Container shipping freight rates have risen significantly from the historic lows of early 2016, but "structural problems continue to undermine stability, while macro-economic and political factors are casting long shadows" on the liner industry, according to the Oslo-based contract rate information company.
"At the moment, it looks like a seller's market and if the carriers hold firm then shippers will eventually have to accept higher rates," said Patrik Berglund, chief executive offer of Xeneta. "However, the fact of the matter is there remains a structural overcapacity of containers-to-cargo. That puts carriers in a weak position and creates huge competition for business. So, it only takes one or two carriers to drop rates and chase market share and, lo and behold, prices fall again. The volatility will return."
According to Xeneta, the market average price for FEU moving from the Far East to North American climbed from a low of US$1,164 in April to $1,716 by the close of 2016. Rates from the Far East to North Europe, meanwhile, jumped from $791 per FEU to $1,878 per FEU by the end of the year, reports American Shipper.

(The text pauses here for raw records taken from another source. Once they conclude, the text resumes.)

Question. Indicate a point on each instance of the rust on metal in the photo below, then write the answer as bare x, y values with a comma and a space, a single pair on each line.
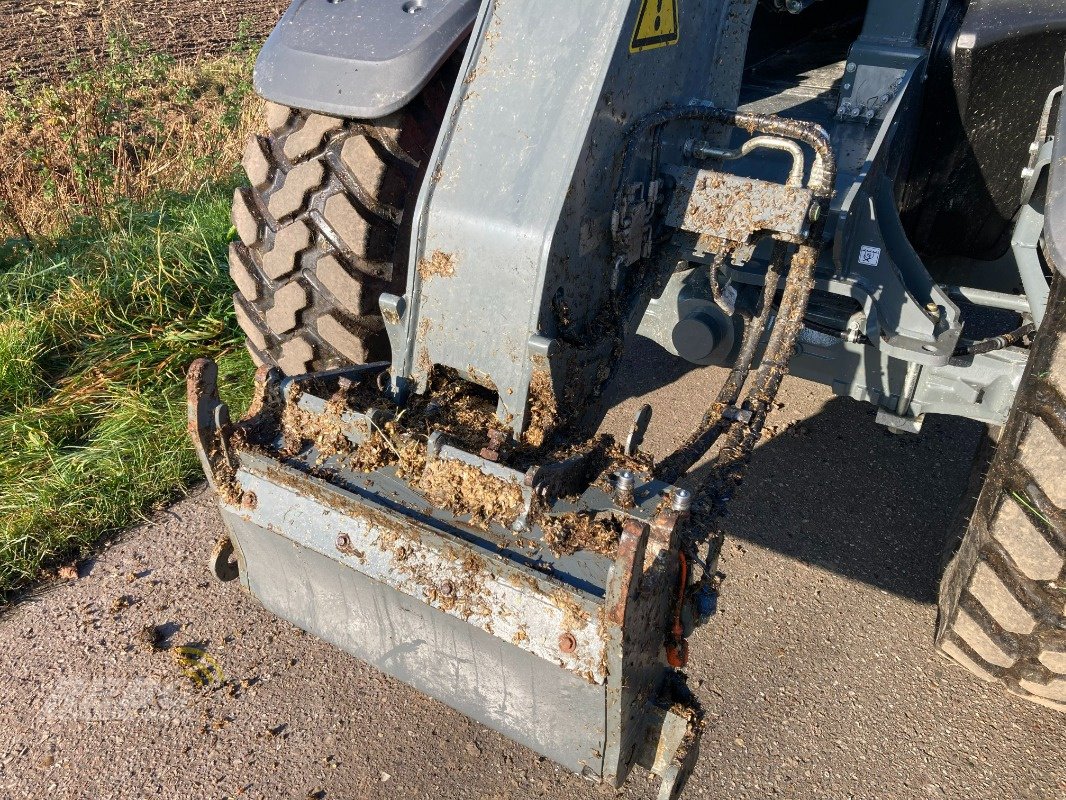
736, 209
625, 570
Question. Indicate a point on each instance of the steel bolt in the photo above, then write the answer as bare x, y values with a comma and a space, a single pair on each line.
681, 499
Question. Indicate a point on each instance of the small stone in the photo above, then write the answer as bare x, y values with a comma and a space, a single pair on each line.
68, 572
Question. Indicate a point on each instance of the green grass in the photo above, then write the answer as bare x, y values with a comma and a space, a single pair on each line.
96, 331
114, 224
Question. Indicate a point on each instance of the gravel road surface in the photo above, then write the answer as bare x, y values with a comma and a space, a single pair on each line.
817, 675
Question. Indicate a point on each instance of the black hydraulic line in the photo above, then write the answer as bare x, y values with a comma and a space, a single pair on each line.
996, 342
743, 426
710, 428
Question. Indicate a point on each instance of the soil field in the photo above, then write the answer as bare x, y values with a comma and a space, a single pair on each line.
43, 36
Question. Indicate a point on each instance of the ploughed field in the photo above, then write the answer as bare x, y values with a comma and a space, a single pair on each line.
43, 36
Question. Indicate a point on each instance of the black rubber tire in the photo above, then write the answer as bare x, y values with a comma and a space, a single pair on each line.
1003, 595
323, 229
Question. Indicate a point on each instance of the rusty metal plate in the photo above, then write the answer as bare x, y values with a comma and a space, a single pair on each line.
478, 586
735, 208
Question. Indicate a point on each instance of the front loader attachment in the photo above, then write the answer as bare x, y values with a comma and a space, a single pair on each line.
552, 621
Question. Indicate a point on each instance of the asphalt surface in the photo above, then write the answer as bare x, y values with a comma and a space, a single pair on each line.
817, 675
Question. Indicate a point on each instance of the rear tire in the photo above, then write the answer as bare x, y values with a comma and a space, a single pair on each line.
323, 229
1003, 595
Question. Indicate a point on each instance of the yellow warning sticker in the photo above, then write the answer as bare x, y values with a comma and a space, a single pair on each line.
656, 26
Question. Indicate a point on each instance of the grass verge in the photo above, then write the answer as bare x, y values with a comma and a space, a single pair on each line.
114, 224
96, 332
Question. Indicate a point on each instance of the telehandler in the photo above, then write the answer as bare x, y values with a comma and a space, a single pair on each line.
464, 210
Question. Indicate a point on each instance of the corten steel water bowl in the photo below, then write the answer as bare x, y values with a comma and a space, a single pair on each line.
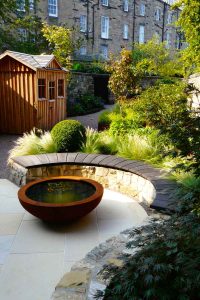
33, 195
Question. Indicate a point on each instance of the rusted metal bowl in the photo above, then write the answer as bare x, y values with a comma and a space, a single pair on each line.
60, 212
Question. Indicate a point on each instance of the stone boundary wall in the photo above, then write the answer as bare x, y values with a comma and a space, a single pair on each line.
195, 101
81, 83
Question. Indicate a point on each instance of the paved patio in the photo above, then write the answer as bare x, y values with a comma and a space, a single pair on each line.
34, 255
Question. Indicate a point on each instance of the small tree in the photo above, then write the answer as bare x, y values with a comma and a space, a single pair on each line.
189, 21
62, 41
148, 59
124, 78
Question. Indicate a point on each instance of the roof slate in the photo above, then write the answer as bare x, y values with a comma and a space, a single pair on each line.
34, 61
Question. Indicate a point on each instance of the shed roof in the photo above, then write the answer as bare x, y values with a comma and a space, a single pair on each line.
32, 61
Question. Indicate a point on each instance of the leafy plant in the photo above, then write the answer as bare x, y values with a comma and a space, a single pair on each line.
62, 41
104, 120
85, 104
91, 144
138, 147
35, 142
68, 135
166, 252
123, 126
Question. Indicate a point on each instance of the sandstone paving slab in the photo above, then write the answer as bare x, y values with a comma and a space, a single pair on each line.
34, 236
6, 242
30, 276
79, 244
9, 205
43, 158
7, 189
10, 223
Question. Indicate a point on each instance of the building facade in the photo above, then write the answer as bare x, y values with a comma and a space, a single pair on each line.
106, 26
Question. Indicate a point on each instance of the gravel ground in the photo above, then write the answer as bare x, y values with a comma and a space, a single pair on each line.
7, 141
92, 119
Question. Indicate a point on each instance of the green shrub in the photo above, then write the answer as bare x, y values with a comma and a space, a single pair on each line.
163, 106
68, 135
104, 120
92, 142
165, 266
85, 104
188, 192
108, 144
35, 142
122, 126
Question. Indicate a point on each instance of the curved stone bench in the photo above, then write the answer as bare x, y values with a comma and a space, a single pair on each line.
134, 178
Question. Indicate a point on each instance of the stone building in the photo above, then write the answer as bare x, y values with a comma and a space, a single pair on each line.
106, 26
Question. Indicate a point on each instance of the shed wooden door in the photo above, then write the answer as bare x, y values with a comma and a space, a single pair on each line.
17, 97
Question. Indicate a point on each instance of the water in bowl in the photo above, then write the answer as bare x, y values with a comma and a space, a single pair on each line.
60, 191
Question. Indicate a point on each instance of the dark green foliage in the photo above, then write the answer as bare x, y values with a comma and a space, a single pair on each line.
89, 67
167, 265
166, 107
104, 120
68, 135
123, 126
163, 105
189, 193
85, 104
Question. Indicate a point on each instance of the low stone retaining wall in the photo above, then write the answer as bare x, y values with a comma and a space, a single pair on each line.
133, 178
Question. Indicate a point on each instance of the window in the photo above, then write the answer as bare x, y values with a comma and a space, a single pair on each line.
83, 50
158, 14
141, 34
22, 34
104, 51
53, 8
169, 17
21, 5
83, 23
51, 90
104, 27
125, 32
125, 5
31, 4
41, 88
104, 2
168, 39
60, 87
157, 37
142, 9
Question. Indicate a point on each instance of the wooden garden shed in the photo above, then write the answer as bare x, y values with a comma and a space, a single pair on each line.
32, 92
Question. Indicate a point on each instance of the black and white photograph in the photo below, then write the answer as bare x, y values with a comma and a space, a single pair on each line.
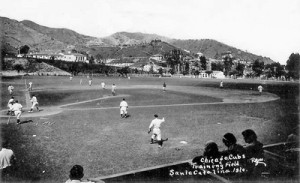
97, 91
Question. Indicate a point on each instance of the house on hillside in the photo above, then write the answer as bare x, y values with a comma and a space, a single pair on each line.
157, 57
74, 57
149, 66
217, 75
120, 63
214, 74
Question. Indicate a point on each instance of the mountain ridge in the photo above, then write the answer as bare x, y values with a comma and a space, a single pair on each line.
40, 38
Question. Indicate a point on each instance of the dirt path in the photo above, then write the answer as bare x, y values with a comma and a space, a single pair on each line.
228, 96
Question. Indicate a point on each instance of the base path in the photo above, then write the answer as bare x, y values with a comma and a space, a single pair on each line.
228, 96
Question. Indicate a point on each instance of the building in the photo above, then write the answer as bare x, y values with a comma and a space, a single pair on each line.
74, 57
157, 57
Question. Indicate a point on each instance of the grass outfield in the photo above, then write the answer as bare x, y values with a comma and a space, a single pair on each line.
93, 135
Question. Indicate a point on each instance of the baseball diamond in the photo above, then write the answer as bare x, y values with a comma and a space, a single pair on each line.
81, 124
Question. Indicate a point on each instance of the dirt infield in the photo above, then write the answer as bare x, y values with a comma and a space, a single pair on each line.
232, 96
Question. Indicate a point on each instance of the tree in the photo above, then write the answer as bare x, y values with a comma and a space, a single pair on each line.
203, 62
24, 49
18, 67
227, 64
292, 65
99, 57
174, 59
217, 66
240, 69
258, 67
91, 61
274, 70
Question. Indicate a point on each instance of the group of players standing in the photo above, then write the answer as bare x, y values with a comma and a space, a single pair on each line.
15, 108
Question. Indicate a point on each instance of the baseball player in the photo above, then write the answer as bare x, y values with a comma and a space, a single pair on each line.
123, 108
155, 127
30, 86
113, 89
10, 89
17, 108
103, 85
34, 103
260, 88
9, 105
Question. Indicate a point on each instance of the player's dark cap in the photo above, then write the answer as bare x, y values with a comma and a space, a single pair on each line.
229, 137
247, 133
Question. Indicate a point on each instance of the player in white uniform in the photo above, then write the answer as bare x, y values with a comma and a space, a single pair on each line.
260, 89
155, 127
123, 108
17, 108
9, 105
34, 103
221, 84
103, 85
113, 89
30, 86
10, 89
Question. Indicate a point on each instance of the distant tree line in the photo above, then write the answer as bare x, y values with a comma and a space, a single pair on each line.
80, 67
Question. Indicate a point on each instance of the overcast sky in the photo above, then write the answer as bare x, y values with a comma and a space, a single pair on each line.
264, 27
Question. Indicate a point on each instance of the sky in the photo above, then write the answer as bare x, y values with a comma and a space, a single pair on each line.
268, 28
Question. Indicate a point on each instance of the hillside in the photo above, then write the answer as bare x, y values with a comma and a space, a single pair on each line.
121, 44
138, 50
33, 67
214, 49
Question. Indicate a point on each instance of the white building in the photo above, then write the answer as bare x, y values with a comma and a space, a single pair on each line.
217, 75
74, 57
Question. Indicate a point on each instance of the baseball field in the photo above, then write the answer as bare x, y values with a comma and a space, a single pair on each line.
81, 124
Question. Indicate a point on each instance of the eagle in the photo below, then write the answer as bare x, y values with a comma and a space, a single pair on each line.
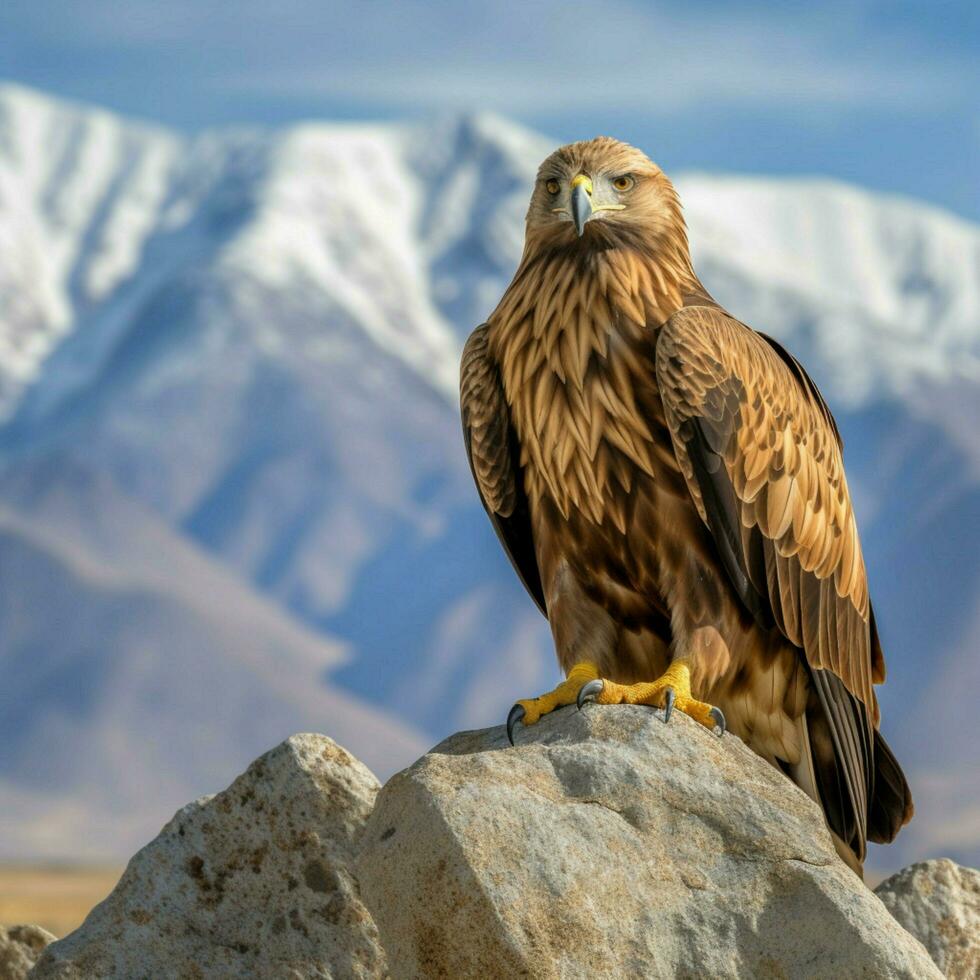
669, 486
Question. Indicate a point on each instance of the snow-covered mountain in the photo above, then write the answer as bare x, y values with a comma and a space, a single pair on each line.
233, 496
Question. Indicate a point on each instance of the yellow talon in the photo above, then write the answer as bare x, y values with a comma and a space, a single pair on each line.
676, 679
669, 691
565, 693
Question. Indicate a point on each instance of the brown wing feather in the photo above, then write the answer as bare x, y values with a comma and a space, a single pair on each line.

"Prices rose from Q3 into Q4 before flattening out a little," said Mr Berglund, "but the carriers' position improved significantly from the dire situation they found themselves in early 2016. That said, it had to.
"With the majority of carriers losing money hand over fist last year, the industry simply wasn't sustainable. And that's bad news for shippers, as well as the shipowners, as they need optimal reliability in their supply chain. Stability is what all parties desire - built on a foundation of fair rates - but that still looks elusive as we head into 2017," he added.
Drewry Supply Chain Advisors, which like Xeneta provides information for shippers to benchmark freight rates, says rates for beneficial cargo owners are likely to rise by more than 10 per cent for 2017 contracts on most routes.
Mr Berglund said for carriers, "profit is still the Holy Grail and all parties need to chase the pennies" in order to survive.
"Whoever achieves the lowest cost base per TEU, while at the same time optimising their agreements on every single transaction, will emerge as the victors in this ultra-competitive landscape," he added. "A few dollars here and there on every container can add up to millions in profit for the biggest players."